4.      Powder’s odour:
-          This is the easiest way to find out fake coffee, if you are a coffee connoisseur. Swindler innovate their tricks everyday which makes it harder to spot an authentic coffee, however fake is fake, the fake one has an annoyingly intense aroma, with a scent of fishy which is derived from roast soy beans combine with chemical aromatizer.
Only pure coffee has subtle scent

II. Identify while making – Coffee powder with boiled water:

One of million reasons makes me have such a hateful attitude toward Espresso machine is that it makes coffee too fast, before I could figure out the coffee is real or not then TING!, it’s done. Using Vietnamese traditional coffee press is longer in the wait but better in the taste, this I can assure without any hesitation. Like what we’ve known that coffee beans with hollow cellulose structure and low contain of amylase so common feature of roasted coffee is very loose and cohesionless due to cellulose breaking during roasting process, therefore when you pour boiled water into the cup, coffee powder will swell up, bubble up. In contrary, the fake one with cereal powder will flat down and emit very strong smell, once this happens you know your pack of coffee should find its new home in your basket, because it contains very little coffee powder and a lot of chemical ingredients and cereal powder.

III. Identify after making – Spot a cup of real coffee:

1.      Color:

Coffee has such a strange kind of bean, no matter how long you roast it or how high is your roasting temperature, once you grind it and make a cup from it, the color could never be black. A cup of real and healthy coffee is always in the shade from light brown to dark brown, adding ice would create sparkling brown color. I just can’t understand why people tend to have a black, pure black “coffee” like that instead of this tempting brown coffee, visually, don’t we have to consider food with black color? A cup of light brown is so much cleaner, safer and absolutely more tasty than the black one.

2.      Viscidity:

Pure coffee has very low viscidity, but opposite to fraud one, which contain a lot of amylase, water comes out very viscous and sticky. Some people have a notion comes from nowhere that real coffee is the coffee with its water stick to the glass and ice cubes turn into brown. This is wrong in every way, real coffee is no-stick, and no viscous.

3.      Aroma:

The hardest way to distinguish, however if you are a real coffee drinker then there would be no problem, but for the mass, I recommend you shouldn’t “smell it to know whether it’s fake or not”. Really shouldn’t.

4.      Taste:

You know your coffee is perfectly roasted when it brings you a tempting bitterness and mildly acidity. The best breed of coffee is Arabica bean, generally sold under the name Arabica coffee because of its wonderful mix of bitter and sour taste. There is trend lately that coffee without acidity is real coffee, so many and many coffee roasters add bitterizer chemical to eliminate all the bitterness from the coffee.

5.      Bubbles:

Coffee itself when shaken with sugar or condense milk would make out a little bit bubble, but due to some non-sense standards, people prefer coffee with beautiful bubble which is amazingly thin, rainbow sparkled. Let me tell you this, this type of “bubble” is created because of foaming chemical that roasting swindler put into the coffee. Typical coffee bubble is even in size, turbid, thick and pop up quickly.

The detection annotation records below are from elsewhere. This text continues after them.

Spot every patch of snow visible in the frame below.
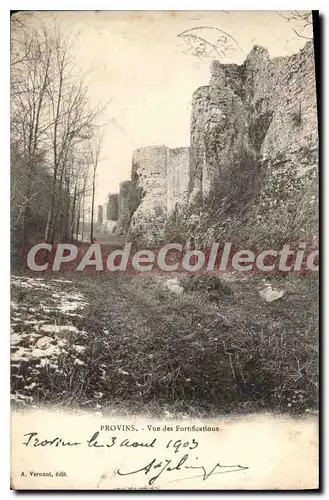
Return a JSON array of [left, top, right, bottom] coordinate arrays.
[[164, 278, 184, 295], [72, 344, 87, 353]]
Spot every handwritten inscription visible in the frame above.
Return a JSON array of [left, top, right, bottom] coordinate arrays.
[[22, 431, 249, 486]]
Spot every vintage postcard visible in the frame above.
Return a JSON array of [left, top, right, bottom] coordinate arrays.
[[10, 11, 319, 490]]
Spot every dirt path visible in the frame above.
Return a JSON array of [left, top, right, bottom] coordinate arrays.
[[11, 274, 317, 415]]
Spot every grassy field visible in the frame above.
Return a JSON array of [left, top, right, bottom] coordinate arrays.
[[11, 274, 318, 416]]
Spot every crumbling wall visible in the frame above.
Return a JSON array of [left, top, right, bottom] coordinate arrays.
[[107, 42, 318, 245], [106, 193, 119, 221], [116, 180, 138, 235], [167, 147, 190, 216], [191, 42, 318, 246]]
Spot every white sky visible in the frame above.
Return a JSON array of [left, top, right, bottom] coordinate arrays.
[[29, 11, 310, 204]]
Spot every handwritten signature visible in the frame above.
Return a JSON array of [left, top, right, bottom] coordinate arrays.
[[117, 454, 249, 486]]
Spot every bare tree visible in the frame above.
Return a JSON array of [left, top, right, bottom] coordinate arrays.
[[278, 10, 313, 40], [89, 132, 103, 243]]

IV.  Identify by your own experience:

I think this is the easiest way after all, however nothing could compare to your own experience, all the tricks I show you upward are what I’ve sum up after countless cups of coffee for all these years. They are based on not only my own knowledge of coffee but also from a lot of my friends, who are all my coffee mates. My favorite is Weasel coffee, a typical Vietnamese traditional coffee, and I’m thinking about writing down a new review on this term. Anyway, how about yours? Tell me your story, I would love to enrich my scope on this field.